This past week JA Buck Jarlsberg ‘24 came to believe over the past two months that a frosh in his entry, Brie Vorst ’26, was secretly a dean disguised as an 18-year-old first year student. Overcome with anxiety about a possible evaluation of his job performance, Jarlsberg was unable to form a word for 20 minutes, but after a hot cocoa and a slap on the back, he was able to state his case.
“I don't know man, things have been pretty weird with Brie lately… she’s always been a character around the entry but I’m starting to get the willies about this whole situation. I just wanted to be the chill JA!” mumbled Jarlsberg.
“Yeah, it kinda started on move-in day, Brie drove here alone, and I thought her really firm handshake was a good sign. She always had a lot of enthusiasm about campus resources but I figured ‘hey, don’t have to worry about this one!’ She got along pretty well with the other frosh too, always calling them ‘charming.’” said Jarlsberg.
Our staff inquired with some of these frosh to corroborate this suspicion, to which they gave their insights into Vorst’s behavior:
Kaitlin Jar ‘26 noted, “Yeah Brie’s kinda weird, like she looks kinda old for 18 but I figured she just took a gap year or something.”
“Brie somehow knows everyone's first, last, and middle initial.
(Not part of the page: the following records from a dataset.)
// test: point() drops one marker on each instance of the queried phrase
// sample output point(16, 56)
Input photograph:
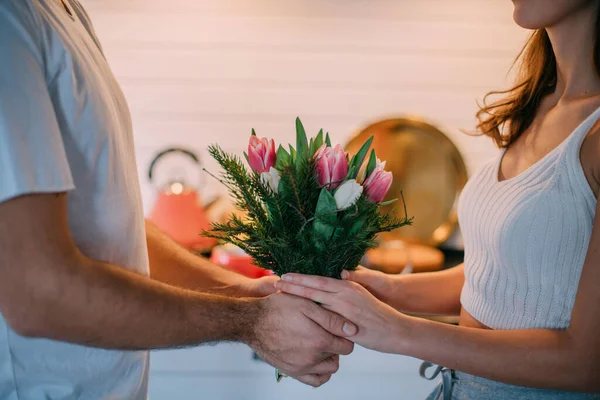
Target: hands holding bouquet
point(311, 210)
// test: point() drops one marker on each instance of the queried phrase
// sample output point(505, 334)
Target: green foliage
point(298, 229)
point(301, 143)
point(283, 158)
point(358, 159)
point(371, 164)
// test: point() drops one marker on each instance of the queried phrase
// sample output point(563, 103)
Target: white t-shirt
point(65, 127)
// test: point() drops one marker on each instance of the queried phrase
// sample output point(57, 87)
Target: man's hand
point(260, 287)
point(301, 338)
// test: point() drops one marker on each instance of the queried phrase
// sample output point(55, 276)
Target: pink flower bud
point(332, 166)
point(378, 183)
point(261, 154)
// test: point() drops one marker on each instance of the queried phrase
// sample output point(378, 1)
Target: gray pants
point(460, 386)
I asked her about it and she said she is just passionate about the student experience,” said Mark Steamer ‘26.
Many noted Vorst’s uncharacteristic language for a first year, including terms such as “microcosm,” “close-knit,” and “Whitman’s snack bar.” Several also reported her requests for “Mary Jane” at entry pre-games, and frequent inquiring as to whether or not anyone wanted to listen to the B-52s revival album with her or watch Saturday Night Fever: “My laptop has a DVD player!” said Vorst. Despite these misgivings, many frosh have kept her as a friend as “her fake ID looks super realistic, it says she’s like 50 or something!”
We spoke with her roommate, Dawn Stitch ‘26, who described Vorst’s behavior behind closed doors: “She wakes up at 5 am every day,” Stitch bemoaned. “She does all her work at this huge standing desk that she somehow got facilities to install. I had to take the top bunk ‘cause she threw her back out trying to get up there.”
Upon the arrival of our staff to the Dean’s Office, we saw Dean Franklin speaking to a camera crew inside her office. We kicked down Dean Franklin’s door and demanded to know the truth! Franklin sputtered, “Hey, gang! Wha-what can I do you for?” We confronted her with the evidence that she was disguising herself as first-year Brie Vorst. “That’s preposterous,” Franklin replied, kicking a PSYC 101 course packet under the desk and swallowing the key to a frosh quad double. She cracked when we pointed out the camera crew who had been filming the conversation. “Undercover Boss is a huge paycheck! Do you have any idea how much a squishy cow costs? Like 13 bucks a pop! And worth every cent, don’t misunderstand! With the endowment losses, first-years’ privacy is a small price to pay for those pulpous cows!!”
Brie Vorst has since been removed from her entry, though her standing desk remains, now transformed into a liquor cabinet. Jarlsberg and his COs are taking a rest cure in Vermont funded by the Dean’s office.